17 Jan
17Jan

17/01/2018

Par une allocution spéciale, à l’issue du Conseil des ministres, le premier ministre a rendu publique la décision d’abandonner le projet aéroportuaire de Notre-Dame-des-Landes.


Malgré la pression des élus de son propre gouvernement, on peut dire que l’arbitrage est relativement pondéré.


Qu’a dit en substance Edouard Philippe et comment l’entendre ?


-        L’abandon du projet au profit d’un agrandissement de Nantes-Atlantique et d’autres aéroports comme Rennes -St-Jacques « si la Bretagne l’accepte ». Parallèlement, une mise en réseau des aéroports de Brest à Nantes et Rennes :
La notion déjà floue de Grand-Ouest, néanmoins toujours martelée par Edouard Philippe, n’avait plus lieu d’être. La Bretagne historique et sa zone limitrophe sont seules concernées depuis le départ : la consultation du premier ministre avant la publication de cette décision définitive d’enterrement du projet ne fait que le démontrer, s’il y avait besoin.
La mise en réseau est-elle, quant à elle, pertinente ? Elle ne le sera pas pour les correspondances dans tous les cas, ça n’existe d’ailleurs nulle part dans le monde.

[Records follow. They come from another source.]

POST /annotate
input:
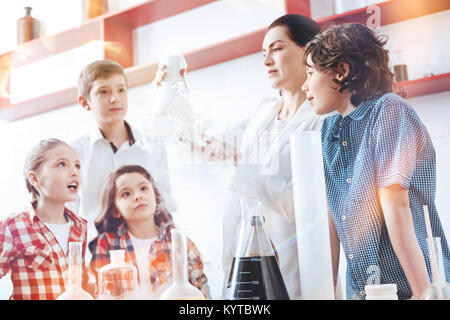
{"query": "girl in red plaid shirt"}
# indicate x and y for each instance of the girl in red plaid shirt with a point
(133, 219)
(34, 243)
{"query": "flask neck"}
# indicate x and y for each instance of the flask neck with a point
(437, 273)
(75, 275)
(179, 257)
(75, 265)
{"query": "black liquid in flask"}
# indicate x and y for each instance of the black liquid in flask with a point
(255, 275)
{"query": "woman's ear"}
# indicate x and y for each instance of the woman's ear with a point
(32, 178)
(343, 70)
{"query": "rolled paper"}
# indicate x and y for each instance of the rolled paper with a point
(311, 216)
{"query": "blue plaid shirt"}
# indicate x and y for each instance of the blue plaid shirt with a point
(380, 143)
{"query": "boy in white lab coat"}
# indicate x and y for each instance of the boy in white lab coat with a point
(112, 143)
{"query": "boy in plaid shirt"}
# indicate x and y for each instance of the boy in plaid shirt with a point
(34, 243)
(132, 219)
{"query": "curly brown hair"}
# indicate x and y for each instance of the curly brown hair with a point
(358, 46)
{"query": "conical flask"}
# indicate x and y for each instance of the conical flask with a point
(180, 289)
(439, 288)
(75, 290)
(117, 280)
(255, 273)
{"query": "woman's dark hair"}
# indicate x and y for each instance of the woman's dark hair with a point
(300, 29)
(358, 46)
(107, 220)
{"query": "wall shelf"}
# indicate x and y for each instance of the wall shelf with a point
(117, 27)
(427, 85)
(390, 12)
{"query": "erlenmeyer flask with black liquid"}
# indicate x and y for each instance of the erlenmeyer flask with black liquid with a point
(255, 274)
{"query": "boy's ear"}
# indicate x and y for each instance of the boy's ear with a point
(343, 70)
(84, 103)
(32, 178)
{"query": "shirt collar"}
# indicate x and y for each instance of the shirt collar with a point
(362, 108)
(97, 134)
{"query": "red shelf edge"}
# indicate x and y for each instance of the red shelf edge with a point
(213, 54)
(142, 75)
(407, 9)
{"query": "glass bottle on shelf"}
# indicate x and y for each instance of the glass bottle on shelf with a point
(94, 8)
(180, 289)
(400, 68)
(28, 28)
(255, 273)
(75, 290)
(439, 288)
(341, 6)
(117, 280)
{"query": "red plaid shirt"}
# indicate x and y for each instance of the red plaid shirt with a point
(28, 249)
(160, 258)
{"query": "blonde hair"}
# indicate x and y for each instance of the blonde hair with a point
(34, 160)
(100, 69)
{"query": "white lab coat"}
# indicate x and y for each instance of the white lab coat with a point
(274, 188)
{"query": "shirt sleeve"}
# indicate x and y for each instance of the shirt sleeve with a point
(196, 275)
(398, 139)
(7, 250)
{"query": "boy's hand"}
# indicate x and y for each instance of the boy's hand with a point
(161, 74)
(213, 151)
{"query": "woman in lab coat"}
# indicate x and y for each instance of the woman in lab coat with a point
(263, 165)
(272, 124)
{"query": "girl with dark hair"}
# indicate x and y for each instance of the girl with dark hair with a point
(379, 161)
(34, 243)
(133, 218)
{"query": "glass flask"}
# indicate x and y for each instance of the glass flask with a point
(117, 280)
(439, 288)
(75, 290)
(28, 28)
(180, 289)
(255, 273)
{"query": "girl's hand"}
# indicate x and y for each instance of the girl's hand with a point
(213, 150)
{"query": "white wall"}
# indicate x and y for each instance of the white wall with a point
(225, 93)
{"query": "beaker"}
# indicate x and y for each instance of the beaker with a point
(255, 273)
(180, 289)
(117, 280)
(74, 289)
(439, 288)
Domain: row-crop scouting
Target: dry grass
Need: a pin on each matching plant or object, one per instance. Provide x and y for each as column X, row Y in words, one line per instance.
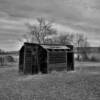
column 77, row 85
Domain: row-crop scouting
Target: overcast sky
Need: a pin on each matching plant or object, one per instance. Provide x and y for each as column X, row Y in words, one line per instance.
column 70, row 15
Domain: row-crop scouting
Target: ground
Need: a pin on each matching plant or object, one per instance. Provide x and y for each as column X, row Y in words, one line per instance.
column 81, row 84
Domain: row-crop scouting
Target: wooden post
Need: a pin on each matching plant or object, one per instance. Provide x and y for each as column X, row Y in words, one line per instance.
column 48, row 61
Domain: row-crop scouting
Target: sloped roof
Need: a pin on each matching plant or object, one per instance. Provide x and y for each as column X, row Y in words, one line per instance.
column 54, row 47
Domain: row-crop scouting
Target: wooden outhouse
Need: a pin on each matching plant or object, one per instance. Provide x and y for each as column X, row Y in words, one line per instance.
column 35, row 58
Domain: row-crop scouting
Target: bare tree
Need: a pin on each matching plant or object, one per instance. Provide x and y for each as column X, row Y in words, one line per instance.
column 65, row 39
column 40, row 32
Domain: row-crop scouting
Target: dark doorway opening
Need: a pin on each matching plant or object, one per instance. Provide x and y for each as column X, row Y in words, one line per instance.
column 70, row 61
column 35, row 68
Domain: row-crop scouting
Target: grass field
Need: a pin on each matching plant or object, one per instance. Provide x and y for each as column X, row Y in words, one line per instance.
column 81, row 84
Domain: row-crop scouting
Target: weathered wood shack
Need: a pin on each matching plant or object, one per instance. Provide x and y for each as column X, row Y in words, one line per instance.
column 35, row 58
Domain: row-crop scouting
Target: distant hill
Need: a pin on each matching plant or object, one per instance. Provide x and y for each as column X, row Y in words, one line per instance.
column 88, row 49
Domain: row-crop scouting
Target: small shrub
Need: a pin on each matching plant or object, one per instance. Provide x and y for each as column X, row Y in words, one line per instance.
column 94, row 59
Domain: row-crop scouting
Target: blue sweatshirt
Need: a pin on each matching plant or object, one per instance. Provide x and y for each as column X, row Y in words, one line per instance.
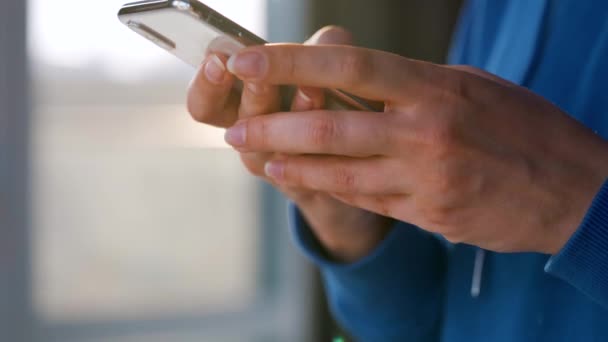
column 416, row 286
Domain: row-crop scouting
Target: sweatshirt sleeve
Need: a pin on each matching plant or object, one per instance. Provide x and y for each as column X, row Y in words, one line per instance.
column 583, row 262
column 394, row 294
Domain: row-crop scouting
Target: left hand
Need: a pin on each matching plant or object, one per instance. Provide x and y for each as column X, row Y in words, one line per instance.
column 457, row 151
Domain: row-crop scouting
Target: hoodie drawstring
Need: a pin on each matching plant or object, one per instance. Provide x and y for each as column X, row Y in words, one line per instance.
column 480, row 257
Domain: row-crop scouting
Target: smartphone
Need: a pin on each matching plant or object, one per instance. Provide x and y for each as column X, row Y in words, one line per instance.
column 191, row 30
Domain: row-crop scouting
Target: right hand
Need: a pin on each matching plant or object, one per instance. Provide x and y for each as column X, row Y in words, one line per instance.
column 346, row 232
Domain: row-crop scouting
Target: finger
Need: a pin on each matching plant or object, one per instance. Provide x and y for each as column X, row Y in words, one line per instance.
column 482, row 73
column 370, row 176
column 355, row 134
column 331, row 35
column 307, row 99
column 258, row 99
column 400, row 207
column 210, row 96
column 370, row 74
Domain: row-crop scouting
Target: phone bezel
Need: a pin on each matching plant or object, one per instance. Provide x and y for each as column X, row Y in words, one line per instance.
column 226, row 26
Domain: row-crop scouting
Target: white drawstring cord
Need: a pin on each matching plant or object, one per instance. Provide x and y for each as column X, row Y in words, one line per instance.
column 480, row 257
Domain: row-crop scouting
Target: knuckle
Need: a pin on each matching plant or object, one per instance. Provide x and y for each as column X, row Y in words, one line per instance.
column 289, row 64
column 383, row 208
column 253, row 164
column 357, row 66
column 443, row 136
column 440, row 215
column 344, row 179
column 257, row 134
column 322, row 131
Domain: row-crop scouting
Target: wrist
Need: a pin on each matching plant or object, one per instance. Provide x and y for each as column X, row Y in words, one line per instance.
column 589, row 186
column 346, row 234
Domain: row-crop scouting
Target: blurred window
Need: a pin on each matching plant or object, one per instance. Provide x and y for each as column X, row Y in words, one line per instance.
column 144, row 224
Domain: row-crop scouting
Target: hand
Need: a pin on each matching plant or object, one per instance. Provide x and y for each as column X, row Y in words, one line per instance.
column 347, row 233
column 457, row 152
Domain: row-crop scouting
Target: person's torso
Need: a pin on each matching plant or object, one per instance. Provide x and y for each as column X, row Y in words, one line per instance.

-        Le développement de Nantes-Atlantique est possible et moins coûteux :
Les études commandées le prouvent, effectivement. Il n’y aura pas d’impact sur l’environnement, notamment la réserve de Grand-Lieu, le plus grand lac de Bretagne. Rappelons que les promoteurs attendaient de pied ferme la décision pour construire aux abords de cette réserve naturelle.


-        Le fret sera délocalisé à Saint-Nazaire et c’est une bonne idée.


-        Le retrait du projet tient compte d’une population partagée à « parts presque égales » : en fait, il s’agit de la consultation locale, fortement influencée de surcroît. La Bretagne occidentale était largement défavorable à ce renforcement du déséquilibre entre l’Ouest et l’Est. Et ne parlons même pas du Grand Ouest parisien : ni la partie Est du Maine, ni l’Anjou, ni la Basse-Normandie ne se détourneraient des aéroports franciliens. La décision semble toutefois mesurée cette réalité, sans le dire.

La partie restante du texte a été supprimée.